Pasal 20 ayat 1diubah menjadi : BHP PT diselenggarakan secara professional berdasarkan prinsip nirlaba , otonomi, akuntabilitas , jaminan mutu dan evaluasi yang transparan dan ditambah dengan penjelasan khususnya tentang prinsip nirlaba yang berisi sebagai berikut: Jika ada laba ( sisa anggaran ) yang diperoleh , maka laba tersebut tidak dapat dialihkan keluar BHP termasuk Yayasan/Pendiri dan Penyelenggara. Kecuali diinvestasikan untuk meningkatkan pelayanan, SDM dan mutu pendidikan secara berkesinambungan.
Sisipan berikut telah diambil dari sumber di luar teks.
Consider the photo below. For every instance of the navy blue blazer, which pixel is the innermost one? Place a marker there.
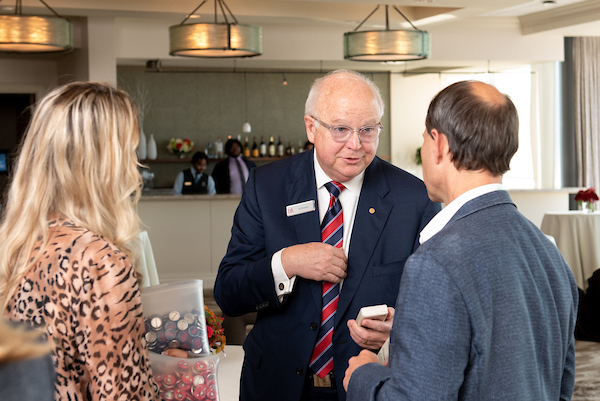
(392, 209)
(486, 311)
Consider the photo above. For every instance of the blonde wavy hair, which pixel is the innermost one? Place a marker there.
(77, 160)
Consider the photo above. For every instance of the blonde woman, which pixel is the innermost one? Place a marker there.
(66, 242)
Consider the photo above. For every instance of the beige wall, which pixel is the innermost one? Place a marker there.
(189, 234)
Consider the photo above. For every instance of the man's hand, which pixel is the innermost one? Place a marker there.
(356, 362)
(315, 261)
(373, 333)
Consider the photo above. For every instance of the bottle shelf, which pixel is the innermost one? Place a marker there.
(189, 160)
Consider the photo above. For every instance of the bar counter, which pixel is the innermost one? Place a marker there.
(189, 233)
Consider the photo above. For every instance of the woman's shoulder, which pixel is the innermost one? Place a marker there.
(67, 236)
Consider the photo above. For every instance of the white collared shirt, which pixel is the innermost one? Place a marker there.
(349, 200)
(439, 221)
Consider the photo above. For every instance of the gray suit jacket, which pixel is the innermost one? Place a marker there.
(486, 311)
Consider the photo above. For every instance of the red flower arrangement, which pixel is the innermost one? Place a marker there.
(215, 330)
(588, 195)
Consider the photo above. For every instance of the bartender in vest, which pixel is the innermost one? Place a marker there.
(193, 180)
(232, 173)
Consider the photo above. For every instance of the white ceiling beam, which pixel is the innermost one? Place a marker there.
(565, 16)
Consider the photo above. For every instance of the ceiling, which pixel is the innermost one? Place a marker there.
(564, 17)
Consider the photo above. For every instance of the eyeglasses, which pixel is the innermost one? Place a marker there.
(341, 133)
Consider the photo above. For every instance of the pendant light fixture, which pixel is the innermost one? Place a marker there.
(386, 45)
(34, 33)
(215, 40)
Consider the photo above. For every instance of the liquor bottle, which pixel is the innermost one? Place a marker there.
(218, 148)
(263, 147)
(290, 150)
(280, 148)
(272, 149)
(246, 148)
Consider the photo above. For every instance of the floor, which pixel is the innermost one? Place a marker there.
(587, 371)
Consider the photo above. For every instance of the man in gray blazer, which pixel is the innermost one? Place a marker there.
(487, 305)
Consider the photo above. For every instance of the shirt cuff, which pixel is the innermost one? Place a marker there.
(283, 284)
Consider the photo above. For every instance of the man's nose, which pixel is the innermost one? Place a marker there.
(354, 141)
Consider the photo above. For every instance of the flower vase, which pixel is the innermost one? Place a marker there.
(590, 207)
(586, 207)
(152, 150)
(142, 150)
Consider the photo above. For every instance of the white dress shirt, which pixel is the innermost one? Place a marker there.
(440, 220)
(348, 199)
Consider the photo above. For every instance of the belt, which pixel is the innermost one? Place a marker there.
(327, 382)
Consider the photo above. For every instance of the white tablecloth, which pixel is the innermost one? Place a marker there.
(230, 370)
(577, 235)
(146, 264)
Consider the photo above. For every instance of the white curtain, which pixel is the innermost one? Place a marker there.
(586, 66)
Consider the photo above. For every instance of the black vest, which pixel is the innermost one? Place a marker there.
(191, 187)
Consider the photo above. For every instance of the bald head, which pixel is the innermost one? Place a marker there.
(481, 124)
(342, 84)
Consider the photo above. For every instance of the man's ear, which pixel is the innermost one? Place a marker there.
(441, 147)
(310, 128)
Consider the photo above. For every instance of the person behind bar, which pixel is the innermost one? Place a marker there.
(67, 242)
(193, 180)
(487, 305)
(232, 173)
(280, 262)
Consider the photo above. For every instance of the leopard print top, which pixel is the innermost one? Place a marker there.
(84, 291)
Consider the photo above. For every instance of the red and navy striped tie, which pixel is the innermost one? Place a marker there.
(332, 230)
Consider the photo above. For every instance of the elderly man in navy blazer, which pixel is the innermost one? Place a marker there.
(487, 305)
(309, 282)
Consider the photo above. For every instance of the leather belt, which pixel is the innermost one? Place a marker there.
(327, 382)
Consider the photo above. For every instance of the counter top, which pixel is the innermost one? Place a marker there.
(167, 194)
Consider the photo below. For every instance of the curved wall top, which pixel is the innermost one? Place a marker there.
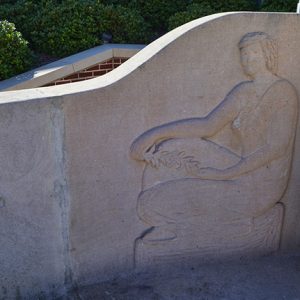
(71, 192)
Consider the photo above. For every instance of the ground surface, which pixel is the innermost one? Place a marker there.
(274, 277)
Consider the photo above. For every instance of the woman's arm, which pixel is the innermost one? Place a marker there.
(279, 138)
(205, 127)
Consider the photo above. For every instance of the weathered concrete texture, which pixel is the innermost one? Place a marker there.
(268, 278)
(32, 256)
(77, 185)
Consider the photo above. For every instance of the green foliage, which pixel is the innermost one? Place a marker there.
(156, 13)
(194, 11)
(280, 5)
(63, 27)
(15, 56)
(200, 8)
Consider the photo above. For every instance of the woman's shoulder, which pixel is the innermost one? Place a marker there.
(282, 88)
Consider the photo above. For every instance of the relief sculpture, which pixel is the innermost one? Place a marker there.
(212, 186)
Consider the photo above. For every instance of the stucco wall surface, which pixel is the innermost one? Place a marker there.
(69, 188)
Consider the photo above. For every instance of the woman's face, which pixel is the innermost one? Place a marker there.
(252, 59)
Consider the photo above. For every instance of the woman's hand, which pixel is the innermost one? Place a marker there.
(151, 157)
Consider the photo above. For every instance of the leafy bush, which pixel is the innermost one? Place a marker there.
(194, 11)
(156, 13)
(280, 5)
(201, 8)
(15, 55)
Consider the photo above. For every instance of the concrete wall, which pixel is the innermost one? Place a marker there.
(68, 185)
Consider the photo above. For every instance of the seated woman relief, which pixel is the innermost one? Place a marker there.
(212, 186)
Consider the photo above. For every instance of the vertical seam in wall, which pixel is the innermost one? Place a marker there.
(61, 187)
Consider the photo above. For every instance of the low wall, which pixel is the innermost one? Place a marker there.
(80, 203)
(84, 65)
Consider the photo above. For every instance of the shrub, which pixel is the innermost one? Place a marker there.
(194, 11)
(280, 5)
(201, 8)
(156, 13)
(15, 55)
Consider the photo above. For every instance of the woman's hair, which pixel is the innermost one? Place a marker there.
(268, 46)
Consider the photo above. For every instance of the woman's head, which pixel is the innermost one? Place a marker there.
(265, 45)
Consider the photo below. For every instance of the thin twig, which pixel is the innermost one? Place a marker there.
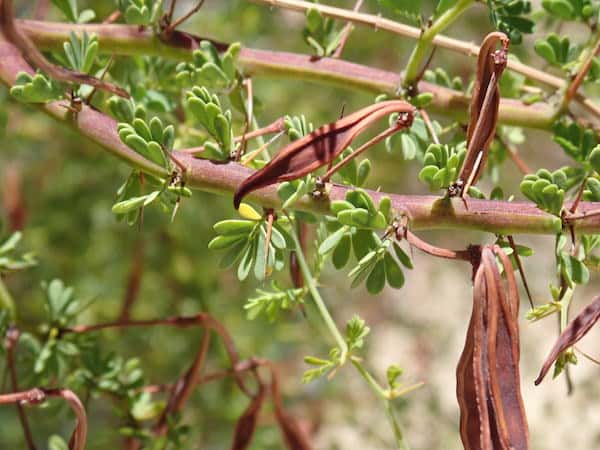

Kekayaan awal yang dialihkan pada BHP (khususnya Perguruan Tinggi yang sudah berjalan ) diatur sepenuhnya dalam Anggaran Dasar. Dalam Undang-Undang ini perlu diatur minimal kekayaan yang harus dialihkan kepada BHP. Lembaga Pendidikan Asing yang akan menyelenggarakan Pendidikan Tinggi di Indonesia perlu diatur lebih rinci dalam Undang-Undang ini Diusulkan pula agar dimungkinkan adanya BHP dengan struktur yang tidak harus sama dengan yang tercantum dalam draft RUU.
Yang ditetapkan sebagai Badan Hukum Pendidikan (BHP) adalah Satuan Pendidikan Tinggi atau dapat Badan Penyelenggara yang berkedudukan sebagai penyelenggara Perguruan Tinggi (mengacu pada Pasal 53 Undang-Undang RI Nomor 20 Tahun 2003 tentang Sistem Pendidikan Nasional dan juga mengingat karena ada Yayasan yang mendapatkan wakaf dari masyarakat untuk kepentingan Pendidikan tersebut) Perubahan dari bentuk lama untuk menjadi BHP diperlukan masa peralihan yang cukup dan jangka waktunya ditentukan dengan mempertimbangkan kondisi Yayasan yang beraneka ragam.